Part of the problem they faced was on railroads in general faced. The government, through the building of the interstate highway system and the subsidization of trucking in how they are paid for (compared to the damage they cause, trucks, through diesel  fuel taxes and road use taxes, pay only part of the cost, the rest is subsidized by car fuel taxes and government funding), favored trucks, and worse, the ICC deregulated truck rates while maintaining fair trade prices on trains that went back to the era of trusts and robber barons (in part, it was to prevent charging less to certain shippers and charging more to farmers)...as a result, long haul trucking offered a big advantage over trains, they could give rates much less than trains could, and had a price advantage to to the subsidies I am talking about. They looked at railroads as the big, bad wolf, ready to steal from hardworking farmers, etc, while looking at trucking as competitive and 'more honest'......not to mention that the ICC, thanks to political pressure, wouldn't allow railroads, including the Penn and NYC, drop passenger routes that were unprofitable (sound familiar?) and abandoning freight lines to lightly used rural branches (again, politics).

 

 

 

Both railroads also had been bled dry for a number of years, going back to the 1920's at least, they didn't invest in infrastructure and basically were looking to bleed value out of the company (I recall reading something in grad school, that used the railroads as an example of how not to run an industry, and there were excerpts from testimony later on, that basically the mantra was to get everything out of the trains they could, cause they were going to die, anyway.

 

The railroads also if what I read was correct, never upgraded how they shipped things, so compared to trucks they were slow and inefficient, it often required that goods be sitting idling waiting for the right consist to be made up to be able to ship them out, whereas trucks could ship quickly. They were doing things the way they had all along, and it didn't work, but the railroads as a whole resisted what later on became standard, with streamlined processing and so forth.

 

Labor had a role as well, they had an antagonistic relationship with the management of the roads (not surprising, given it was returned in spades by management), so they didn't quite wake up that the work rules and such they refused to negotiate were made in a time when a 50 mile trip was considered a long journey (today it is a commuter trip), and it certainly didn't help things, part of the reason the railroads couldn't modernize was the work rules precluded a lot of the things that might have helped, including changes to staffing, how traffic was dispatched and so forth, because it potentially would have cut down the size of the labor force required and gotten rid of the need for a lot of overtime that had been common SOP.

 

Add that together, and the merger represented a last gasp to try and keep the wolf from the door, there was nothing there to cure the root problems. I always find it ironic that the government, that had helped destroy the railroads, ended up being the one with the old NYC, Penn and other lines, being the one that ultimately changed them around under Conrail, to the point where they were sellable, took almost 20 years to do it.

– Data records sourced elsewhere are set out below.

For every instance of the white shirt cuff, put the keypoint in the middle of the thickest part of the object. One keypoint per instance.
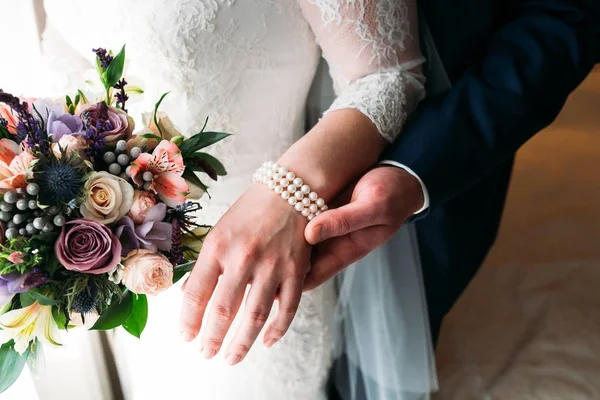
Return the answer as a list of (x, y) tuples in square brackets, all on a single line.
[(410, 171)]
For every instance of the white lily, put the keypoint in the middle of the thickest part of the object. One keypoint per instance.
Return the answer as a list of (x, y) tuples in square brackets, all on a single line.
[(25, 324)]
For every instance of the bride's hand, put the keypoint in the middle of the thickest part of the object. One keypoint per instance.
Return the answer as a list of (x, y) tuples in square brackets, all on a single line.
[(258, 242)]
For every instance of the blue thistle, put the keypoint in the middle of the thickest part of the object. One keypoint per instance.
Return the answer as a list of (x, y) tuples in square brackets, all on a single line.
[(61, 179), (86, 301)]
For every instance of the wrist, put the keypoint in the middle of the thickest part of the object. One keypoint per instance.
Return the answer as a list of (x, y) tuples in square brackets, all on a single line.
[(411, 188)]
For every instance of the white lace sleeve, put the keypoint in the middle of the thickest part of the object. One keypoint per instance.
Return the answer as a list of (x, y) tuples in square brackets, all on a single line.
[(372, 48)]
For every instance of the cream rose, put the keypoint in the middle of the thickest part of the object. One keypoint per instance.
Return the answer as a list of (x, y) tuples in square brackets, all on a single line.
[(107, 198), (147, 272)]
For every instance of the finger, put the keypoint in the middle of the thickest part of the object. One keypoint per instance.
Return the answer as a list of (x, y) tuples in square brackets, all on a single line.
[(258, 307), (342, 221), (338, 253), (289, 300), (226, 303), (198, 290)]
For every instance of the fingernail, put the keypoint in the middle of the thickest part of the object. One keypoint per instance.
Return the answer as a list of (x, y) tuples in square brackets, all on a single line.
[(321, 233), (208, 353), (233, 359), (187, 337)]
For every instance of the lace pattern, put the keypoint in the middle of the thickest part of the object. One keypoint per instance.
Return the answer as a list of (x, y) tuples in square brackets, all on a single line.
[(370, 45)]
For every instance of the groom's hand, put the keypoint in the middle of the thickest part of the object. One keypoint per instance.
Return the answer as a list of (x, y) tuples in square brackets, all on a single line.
[(380, 203)]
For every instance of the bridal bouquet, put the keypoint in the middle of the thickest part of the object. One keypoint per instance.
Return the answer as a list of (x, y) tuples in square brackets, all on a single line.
[(93, 217)]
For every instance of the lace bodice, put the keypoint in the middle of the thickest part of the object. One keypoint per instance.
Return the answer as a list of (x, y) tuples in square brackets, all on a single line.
[(248, 66)]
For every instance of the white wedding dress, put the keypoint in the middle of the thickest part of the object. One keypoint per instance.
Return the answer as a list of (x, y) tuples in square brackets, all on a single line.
[(247, 65)]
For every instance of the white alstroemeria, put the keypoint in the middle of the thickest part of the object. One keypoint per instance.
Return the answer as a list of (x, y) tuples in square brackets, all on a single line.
[(25, 324), (86, 321)]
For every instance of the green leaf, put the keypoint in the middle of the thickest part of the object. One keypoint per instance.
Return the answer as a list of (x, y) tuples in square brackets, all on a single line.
[(101, 71), (59, 318), (133, 89), (114, 72), (180, 270), (136, 322), (26, 299), (190, 176), (11, 364), (156, 111), (204, 126), (216, 164), (43, 300), (200, 141), (116, 314)]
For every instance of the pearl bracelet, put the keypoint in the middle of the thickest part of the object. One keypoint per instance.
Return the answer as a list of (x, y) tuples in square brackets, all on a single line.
[(290, 188)]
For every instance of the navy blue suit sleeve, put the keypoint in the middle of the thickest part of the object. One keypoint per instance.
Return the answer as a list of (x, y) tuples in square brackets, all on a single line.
[(513, 90)]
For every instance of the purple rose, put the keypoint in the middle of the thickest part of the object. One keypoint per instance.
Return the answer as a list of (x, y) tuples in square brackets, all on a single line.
[(122, 125), (66, 124), (87, 246), (152, 234)]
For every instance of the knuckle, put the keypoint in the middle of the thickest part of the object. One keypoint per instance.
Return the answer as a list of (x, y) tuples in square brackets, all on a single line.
[(342, 224), (215, 246), (278, 332), (195, 298), (223, 312), (257, 319), (379, 190), (288, 313), (213, 342), (240, 348)]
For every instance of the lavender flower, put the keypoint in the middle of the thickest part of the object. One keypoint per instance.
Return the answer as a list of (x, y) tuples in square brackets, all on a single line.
[(66, 124), (153, 234), (104, 57), (28, 128)]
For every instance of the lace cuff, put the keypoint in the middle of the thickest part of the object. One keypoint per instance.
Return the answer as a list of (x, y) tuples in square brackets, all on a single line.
[(386, 98)]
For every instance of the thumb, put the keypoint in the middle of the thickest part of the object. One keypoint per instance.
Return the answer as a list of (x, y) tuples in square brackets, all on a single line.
[(341, 221)]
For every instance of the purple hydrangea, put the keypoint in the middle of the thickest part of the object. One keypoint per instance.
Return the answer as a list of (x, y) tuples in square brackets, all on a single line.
[(152, 234), (66, 124)]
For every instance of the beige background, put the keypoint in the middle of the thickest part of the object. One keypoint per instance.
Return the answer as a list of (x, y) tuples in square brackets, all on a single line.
[(528, 327)]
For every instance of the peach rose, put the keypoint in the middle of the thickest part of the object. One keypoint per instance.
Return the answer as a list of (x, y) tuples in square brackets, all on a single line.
[(142, 203), (147, 272), (15, 163), (107, 198), (7, 114)]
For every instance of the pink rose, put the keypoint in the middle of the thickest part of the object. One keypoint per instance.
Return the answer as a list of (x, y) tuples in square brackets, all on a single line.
[(142, 203), (147, 272), (16, 257), (15, 163), (70, 143), (87, 246), (122, 124)]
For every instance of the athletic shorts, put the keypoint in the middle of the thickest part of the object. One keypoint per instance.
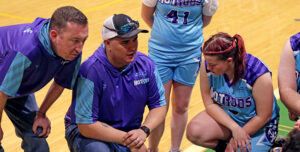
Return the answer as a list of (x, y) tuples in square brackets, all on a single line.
[(185, 74)]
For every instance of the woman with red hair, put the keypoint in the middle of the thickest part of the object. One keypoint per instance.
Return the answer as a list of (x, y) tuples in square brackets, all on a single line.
[(241, 111)]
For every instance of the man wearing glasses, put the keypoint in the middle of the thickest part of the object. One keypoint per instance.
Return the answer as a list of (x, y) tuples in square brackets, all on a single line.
[(112, 89)]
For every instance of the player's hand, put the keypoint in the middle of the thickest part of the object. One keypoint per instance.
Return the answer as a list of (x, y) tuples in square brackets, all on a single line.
[(297, 124), (293, 116), (43, 122), (135, 138), (231, 146), (241, 138)]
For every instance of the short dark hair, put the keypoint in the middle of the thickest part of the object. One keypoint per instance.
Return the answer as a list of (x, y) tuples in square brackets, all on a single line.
[(66, 14)]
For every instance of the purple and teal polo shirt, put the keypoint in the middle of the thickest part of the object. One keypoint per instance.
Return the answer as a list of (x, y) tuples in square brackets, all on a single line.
[(27, 61), (104, 93)]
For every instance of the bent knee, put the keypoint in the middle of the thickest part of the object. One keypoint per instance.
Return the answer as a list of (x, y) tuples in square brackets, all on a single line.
[(194, 132)]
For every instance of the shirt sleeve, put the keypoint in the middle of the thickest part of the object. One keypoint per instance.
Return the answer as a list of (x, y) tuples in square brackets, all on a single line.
[(86, 98), (12, 68), (67, 75), (210, 7), (156, 96), (150, 3)]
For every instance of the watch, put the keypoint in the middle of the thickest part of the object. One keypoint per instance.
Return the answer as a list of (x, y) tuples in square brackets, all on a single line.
[(146, 130)]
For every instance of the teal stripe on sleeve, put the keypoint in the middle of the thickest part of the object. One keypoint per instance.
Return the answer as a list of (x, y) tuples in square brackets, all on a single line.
[(14, 75), (160, 87), (75, 72), (84, 101)]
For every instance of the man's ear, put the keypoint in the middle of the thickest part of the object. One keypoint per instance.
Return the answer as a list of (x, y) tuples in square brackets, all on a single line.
[(229, 59), (106, 42), (53, 34)]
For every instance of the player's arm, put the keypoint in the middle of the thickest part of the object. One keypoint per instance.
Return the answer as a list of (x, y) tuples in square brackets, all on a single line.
[(148, 8), (209, 9), (3, 99), (263, 95), (41, 120), (287, 80)]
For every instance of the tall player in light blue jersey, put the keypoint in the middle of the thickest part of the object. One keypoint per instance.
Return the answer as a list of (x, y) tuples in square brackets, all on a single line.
[(237, 92), (288, 81), (175, 47)]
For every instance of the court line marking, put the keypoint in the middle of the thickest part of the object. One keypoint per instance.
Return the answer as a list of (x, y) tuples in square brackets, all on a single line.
[(85, 11), (16, 17), (195, 148)]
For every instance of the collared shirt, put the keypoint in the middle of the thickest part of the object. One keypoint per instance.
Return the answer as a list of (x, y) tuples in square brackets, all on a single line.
[(118, 98)]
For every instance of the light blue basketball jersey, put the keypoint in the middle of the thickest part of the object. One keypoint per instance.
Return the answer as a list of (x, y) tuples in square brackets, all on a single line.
[(176, 35), (295, 44), (237, 100)]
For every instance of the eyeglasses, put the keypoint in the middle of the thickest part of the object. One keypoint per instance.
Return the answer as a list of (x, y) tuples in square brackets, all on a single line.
[(132, 25)]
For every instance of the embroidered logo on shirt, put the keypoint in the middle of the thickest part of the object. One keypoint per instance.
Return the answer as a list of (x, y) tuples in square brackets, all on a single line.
[(28, 30), (141, 81)]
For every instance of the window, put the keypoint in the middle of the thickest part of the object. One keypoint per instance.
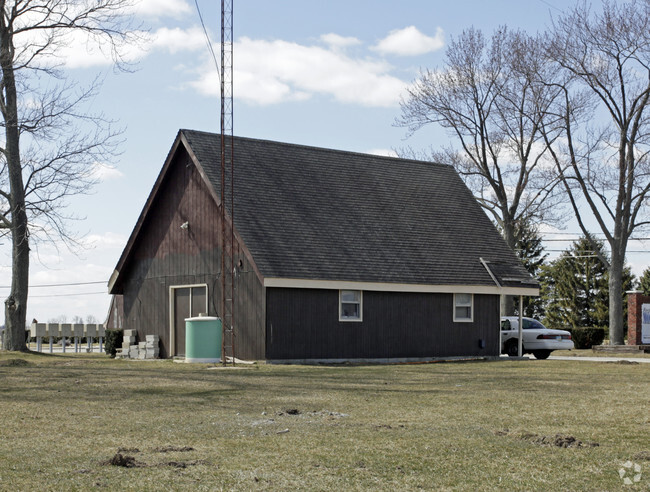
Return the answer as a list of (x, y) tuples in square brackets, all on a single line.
[(350, 305), (463, 307)]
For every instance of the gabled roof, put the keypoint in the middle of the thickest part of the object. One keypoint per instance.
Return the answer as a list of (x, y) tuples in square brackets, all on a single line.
[(311, 215)]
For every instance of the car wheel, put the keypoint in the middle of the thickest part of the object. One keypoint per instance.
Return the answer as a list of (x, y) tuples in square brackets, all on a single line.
[(511, 348), (541, 354)]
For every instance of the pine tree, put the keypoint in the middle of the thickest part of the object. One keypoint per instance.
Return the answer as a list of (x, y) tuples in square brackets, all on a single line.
[(575, 288), (530, 250), (644, 282)]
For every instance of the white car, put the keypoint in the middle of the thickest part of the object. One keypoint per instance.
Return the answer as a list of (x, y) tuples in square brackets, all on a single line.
[(538, 340)]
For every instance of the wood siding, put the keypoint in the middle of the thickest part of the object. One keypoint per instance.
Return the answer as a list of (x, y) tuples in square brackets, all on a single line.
[(167, 255), (304, 324)]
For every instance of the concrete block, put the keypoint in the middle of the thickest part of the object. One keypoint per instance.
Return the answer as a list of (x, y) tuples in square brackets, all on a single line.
[(53, 330), (78, 330), (66, 329), (38, 329), (90, 330)]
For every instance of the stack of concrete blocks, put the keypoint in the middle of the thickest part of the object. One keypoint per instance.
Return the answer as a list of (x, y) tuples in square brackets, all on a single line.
[(65, 330), (130, 344), (51, 332), (91, 332), (132, 349), (77, 333)]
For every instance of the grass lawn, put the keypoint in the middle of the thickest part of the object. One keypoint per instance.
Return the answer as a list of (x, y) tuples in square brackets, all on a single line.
[(444, 426)]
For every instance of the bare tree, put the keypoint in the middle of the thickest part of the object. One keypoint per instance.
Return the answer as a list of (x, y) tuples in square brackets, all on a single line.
[(489, 98), (604, 59), (50, 142)]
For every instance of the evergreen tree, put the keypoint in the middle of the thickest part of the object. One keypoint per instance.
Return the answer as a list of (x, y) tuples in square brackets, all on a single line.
[(644, 282), (531, 253), (575, 288)]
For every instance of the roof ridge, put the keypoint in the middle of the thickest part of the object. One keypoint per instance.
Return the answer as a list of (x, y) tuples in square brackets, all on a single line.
[(323, 149)]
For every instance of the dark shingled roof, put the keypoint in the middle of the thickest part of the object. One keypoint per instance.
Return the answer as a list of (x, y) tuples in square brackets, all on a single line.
[(320, 214)]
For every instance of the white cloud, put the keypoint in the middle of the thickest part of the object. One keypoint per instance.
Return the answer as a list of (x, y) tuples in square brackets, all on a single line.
[(162, 8), (105, 172), (410, 42), (176, 40), (335, 41), (270, 72)]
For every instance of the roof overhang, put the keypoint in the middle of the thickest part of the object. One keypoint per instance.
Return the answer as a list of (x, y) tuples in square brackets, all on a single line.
[(296, 283)]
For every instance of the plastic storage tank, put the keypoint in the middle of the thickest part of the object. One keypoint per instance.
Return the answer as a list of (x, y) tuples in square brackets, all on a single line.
[(203, 339)]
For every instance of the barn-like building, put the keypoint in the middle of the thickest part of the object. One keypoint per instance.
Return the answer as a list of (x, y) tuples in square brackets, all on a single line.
[(339, 255)]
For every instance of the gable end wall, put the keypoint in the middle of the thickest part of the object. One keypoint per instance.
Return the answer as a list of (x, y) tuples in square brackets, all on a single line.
[(167, 255)]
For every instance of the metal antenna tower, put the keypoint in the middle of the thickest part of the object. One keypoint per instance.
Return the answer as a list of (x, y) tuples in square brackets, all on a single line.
[(227, 188)]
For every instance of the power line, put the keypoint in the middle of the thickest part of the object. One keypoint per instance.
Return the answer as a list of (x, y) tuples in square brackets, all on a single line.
[(74, 295), (61, 285), (207, 38)]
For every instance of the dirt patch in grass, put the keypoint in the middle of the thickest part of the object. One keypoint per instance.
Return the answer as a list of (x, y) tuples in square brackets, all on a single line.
[(173, 449), (642, 456), (14, 363), (558, 440), (123, 460)]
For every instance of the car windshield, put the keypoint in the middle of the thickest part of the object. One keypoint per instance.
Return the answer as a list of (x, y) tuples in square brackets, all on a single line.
[(529, 324), (533, 324)]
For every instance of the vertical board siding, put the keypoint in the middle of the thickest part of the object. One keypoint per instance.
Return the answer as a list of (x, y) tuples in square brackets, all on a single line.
[(168, 255), (303, 324)]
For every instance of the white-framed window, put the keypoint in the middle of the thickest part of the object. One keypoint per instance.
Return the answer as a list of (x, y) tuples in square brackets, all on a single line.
[(350, 305), (463, 308)]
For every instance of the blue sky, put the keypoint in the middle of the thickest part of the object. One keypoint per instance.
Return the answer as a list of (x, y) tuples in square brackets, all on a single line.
[(327, 74)]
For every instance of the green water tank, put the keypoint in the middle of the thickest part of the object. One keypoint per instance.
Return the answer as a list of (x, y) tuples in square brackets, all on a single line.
[(203, 339)]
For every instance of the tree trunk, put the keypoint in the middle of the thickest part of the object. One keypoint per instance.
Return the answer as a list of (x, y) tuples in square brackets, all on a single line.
[(16, 303), (616, 328), (508, 301)]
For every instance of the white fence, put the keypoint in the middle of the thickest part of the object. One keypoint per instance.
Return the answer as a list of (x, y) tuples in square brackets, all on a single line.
[(72, 331)]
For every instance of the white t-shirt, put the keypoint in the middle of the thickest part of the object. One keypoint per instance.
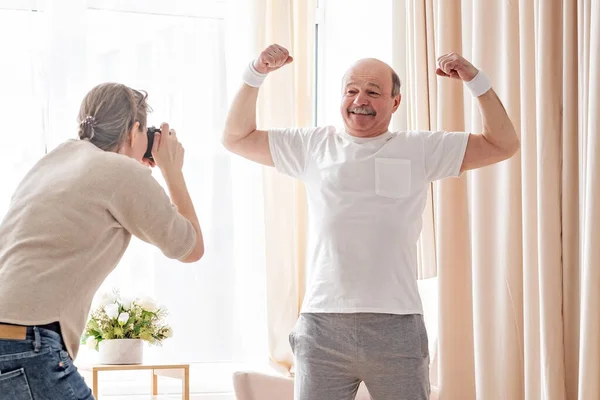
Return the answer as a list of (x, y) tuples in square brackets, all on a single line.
[(365, 203)]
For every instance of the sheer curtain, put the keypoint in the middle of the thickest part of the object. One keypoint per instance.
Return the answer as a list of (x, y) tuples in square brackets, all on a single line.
[(175, 51)]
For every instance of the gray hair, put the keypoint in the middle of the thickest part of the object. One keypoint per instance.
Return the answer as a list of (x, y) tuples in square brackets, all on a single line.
[(108, 113)]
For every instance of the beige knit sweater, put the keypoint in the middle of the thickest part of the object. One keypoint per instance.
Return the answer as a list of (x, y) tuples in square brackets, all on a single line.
[(68, 225)]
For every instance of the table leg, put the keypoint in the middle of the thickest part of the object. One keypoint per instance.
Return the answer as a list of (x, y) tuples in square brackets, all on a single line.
[(154, 383), (95, 384), (186, 383)]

Both the Pennsylvania and the New York Central had been poorly managed since before WWII.  And both the unions and the management had less influence in the government than they thought.

 

It is a wonderful case study of bad, bad, bad management.  There basically were no cost controls.  If it cost more to provide a service than it made, oh well.  If buying every weird locomotive Baldwin or Alco or Lima could come up with made the executives seem important to their friends who ran those companies?  That is what mattered.

 

It is interesting to note that from 1938 neither the streamlined 20th Century nor the streamlined Broadway were EVER profitable.  It was brought to the attention of the executives over and over again.  They said the appearance of success was more important than reality, these were their respective flagships.

 

Amtrak wanted to get rid of one or the other or both on day one and was told if it was the 20th Century the New York politicians would crucify them.  And if it was the Broadway it would be the Pennsylvania politicians.